Tenderizing the Seppia:

o Place the squid in a sauce pan, cover with water, add one half lemon and a couple of bay leaves

o Simmer for about thirty minutes, or until the flesh can be easily pierced with a fork

o When the seppia is tender, plunge it into cold water and allow it to cool, then

o Cut the body into one inch strips and separate segments of the tentacles.

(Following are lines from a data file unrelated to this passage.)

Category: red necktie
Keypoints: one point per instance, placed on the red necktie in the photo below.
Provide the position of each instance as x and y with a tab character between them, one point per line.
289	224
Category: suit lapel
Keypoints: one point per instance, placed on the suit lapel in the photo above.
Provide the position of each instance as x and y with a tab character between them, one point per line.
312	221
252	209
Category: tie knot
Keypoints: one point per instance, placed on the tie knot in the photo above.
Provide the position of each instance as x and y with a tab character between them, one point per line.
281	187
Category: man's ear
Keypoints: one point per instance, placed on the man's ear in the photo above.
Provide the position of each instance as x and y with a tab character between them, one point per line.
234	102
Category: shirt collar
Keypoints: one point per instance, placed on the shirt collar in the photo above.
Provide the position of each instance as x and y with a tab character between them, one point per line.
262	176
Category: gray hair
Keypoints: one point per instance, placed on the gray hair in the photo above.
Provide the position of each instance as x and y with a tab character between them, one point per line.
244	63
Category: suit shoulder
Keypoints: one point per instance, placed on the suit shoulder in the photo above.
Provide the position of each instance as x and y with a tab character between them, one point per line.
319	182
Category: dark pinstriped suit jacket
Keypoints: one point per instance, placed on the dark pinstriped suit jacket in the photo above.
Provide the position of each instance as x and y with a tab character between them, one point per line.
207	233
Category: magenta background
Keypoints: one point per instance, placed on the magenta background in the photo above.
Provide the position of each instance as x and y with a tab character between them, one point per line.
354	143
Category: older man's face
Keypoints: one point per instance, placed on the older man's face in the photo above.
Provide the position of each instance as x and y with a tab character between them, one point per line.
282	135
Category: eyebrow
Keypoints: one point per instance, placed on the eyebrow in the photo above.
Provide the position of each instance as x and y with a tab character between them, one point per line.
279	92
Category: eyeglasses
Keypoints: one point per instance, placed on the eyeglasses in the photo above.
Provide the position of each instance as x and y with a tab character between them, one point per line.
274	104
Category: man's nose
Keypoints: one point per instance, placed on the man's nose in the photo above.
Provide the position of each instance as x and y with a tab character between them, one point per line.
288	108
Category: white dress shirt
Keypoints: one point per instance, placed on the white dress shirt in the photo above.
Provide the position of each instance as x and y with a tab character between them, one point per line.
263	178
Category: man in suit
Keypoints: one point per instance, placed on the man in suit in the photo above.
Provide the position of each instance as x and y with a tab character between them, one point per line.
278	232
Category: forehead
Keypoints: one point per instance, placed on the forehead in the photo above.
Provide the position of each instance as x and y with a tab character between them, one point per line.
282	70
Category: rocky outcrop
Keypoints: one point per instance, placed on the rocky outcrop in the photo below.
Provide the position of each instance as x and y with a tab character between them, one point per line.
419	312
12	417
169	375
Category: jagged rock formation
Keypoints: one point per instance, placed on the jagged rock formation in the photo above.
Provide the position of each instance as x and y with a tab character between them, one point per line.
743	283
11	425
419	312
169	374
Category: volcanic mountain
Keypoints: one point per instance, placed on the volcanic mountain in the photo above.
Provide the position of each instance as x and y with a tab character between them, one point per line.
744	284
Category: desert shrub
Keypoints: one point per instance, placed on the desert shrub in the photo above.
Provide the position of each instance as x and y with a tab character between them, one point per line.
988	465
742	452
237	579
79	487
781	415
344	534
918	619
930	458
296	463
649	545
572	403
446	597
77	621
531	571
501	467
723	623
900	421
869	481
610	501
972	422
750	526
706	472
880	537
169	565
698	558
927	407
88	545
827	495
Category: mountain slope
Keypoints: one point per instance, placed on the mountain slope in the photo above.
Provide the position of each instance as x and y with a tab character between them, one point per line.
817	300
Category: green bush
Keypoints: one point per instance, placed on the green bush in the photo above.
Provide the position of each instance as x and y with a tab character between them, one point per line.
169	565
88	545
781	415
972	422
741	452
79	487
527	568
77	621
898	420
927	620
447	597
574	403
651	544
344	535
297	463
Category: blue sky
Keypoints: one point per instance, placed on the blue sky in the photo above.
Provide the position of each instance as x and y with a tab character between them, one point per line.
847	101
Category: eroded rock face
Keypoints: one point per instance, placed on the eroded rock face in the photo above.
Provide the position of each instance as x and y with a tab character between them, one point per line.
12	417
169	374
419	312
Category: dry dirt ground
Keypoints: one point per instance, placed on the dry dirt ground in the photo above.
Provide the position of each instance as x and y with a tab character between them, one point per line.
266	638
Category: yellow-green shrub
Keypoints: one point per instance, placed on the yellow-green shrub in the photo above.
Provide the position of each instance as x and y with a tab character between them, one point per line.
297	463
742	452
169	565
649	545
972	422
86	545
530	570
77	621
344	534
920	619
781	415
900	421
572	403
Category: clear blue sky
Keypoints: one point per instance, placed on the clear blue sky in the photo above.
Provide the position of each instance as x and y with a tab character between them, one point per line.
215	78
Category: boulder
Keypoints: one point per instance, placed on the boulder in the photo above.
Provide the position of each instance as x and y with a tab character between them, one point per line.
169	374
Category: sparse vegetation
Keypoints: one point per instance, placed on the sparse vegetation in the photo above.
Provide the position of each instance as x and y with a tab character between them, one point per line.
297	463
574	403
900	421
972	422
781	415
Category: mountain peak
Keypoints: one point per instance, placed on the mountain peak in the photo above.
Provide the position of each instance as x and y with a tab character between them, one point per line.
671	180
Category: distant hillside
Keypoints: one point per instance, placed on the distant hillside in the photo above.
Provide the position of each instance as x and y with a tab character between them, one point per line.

Set aside

Preparing the Sauce:

o Saute onions and peppers with bacon, or bacon fat if you choose, and olive oil If you use bacon, begin with bacon and
olive oil so that bacon may be rendered to a crisp finish. Onions and peppers should then be added three or four minutes into the process

o When onions begin to color, add seppia and garlic; stir for about two minutes

o Add the tomato paste (one half of the can) and chicken broth. Stir until all ingredients are integrated and the broth is smooth

o Add the contents of the ink sac. Stir the ingredients so that everything is coated with ink

o Add the remaining ingredients and simmer slowly, uncovered, for about ten minutes, until the sauce is rich and black. If after ten minutes the sauce remains thin, reduce it further; if the sauce is too thick, add broth.

o When the sauce is ready, you may hold it covered for a few minutes while you prepare your favorite pasta, toss the pasta in the sauce and serve it in bowls with a generous portion of seppia and sauce on top.